むーんりっと・りゆにおん(仮)



相変わらず生真面目で、指摘が細かい。

「なんですって?」

声と同じくキツく冷やかな視線で、刺すようにこちらを睨(にら)む。昔は体が麻痺したように身がすくんだが、そのうち耐性がついて、いまとなっては痛くもかゆくもない。

「何か聴こえたか?」

蒼依は〝テレパス〟のオン/オフを意識的に操作出来ない。

聴き取るものが心の声であることを除けば、歩く盗聴器と大差ない。

そのため蒼依の前では、迂闊(うかつ)なことは思うことすら出来ないのだ。

「蒼依ちゃんのいけず。私、蒼依ちゃんのそういうとこ嫌いっ」

「いいわよ別に。妹をちゃん付けするような姉に好かれても嬉しくないもの」

また始まった。

この二人が顔を合わせて、口論が始まらなかった場面を見たことがまずない。

犬猿の仲――というより、犬猫の仲と言った方がしっくりくる。

毛並みと愛想と面倒見がいいコリー犬と、小柄で無愛想で高飛車なアメリカンショートヘア。
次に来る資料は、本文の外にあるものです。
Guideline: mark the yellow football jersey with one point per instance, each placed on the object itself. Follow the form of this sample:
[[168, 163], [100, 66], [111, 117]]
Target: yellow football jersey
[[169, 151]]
「あぁはいはい。話はだいたいわかりました。けど、メイドと巫女が一緒にする仕事って一体なんです?」

文字通り二人の間に割って入り、口論を手で制す。

ひとまず場を落ち着かせてから質問すると、悠紀は口元に指を置いて思案を始めた。

「んーとねぇ……」

年上の女性にこう言うのはなんだが、悠紀の思案する姿はとても可愛いらしい。

大人顔でこういう仕草をするので、可愛らしさが際立つのだろう。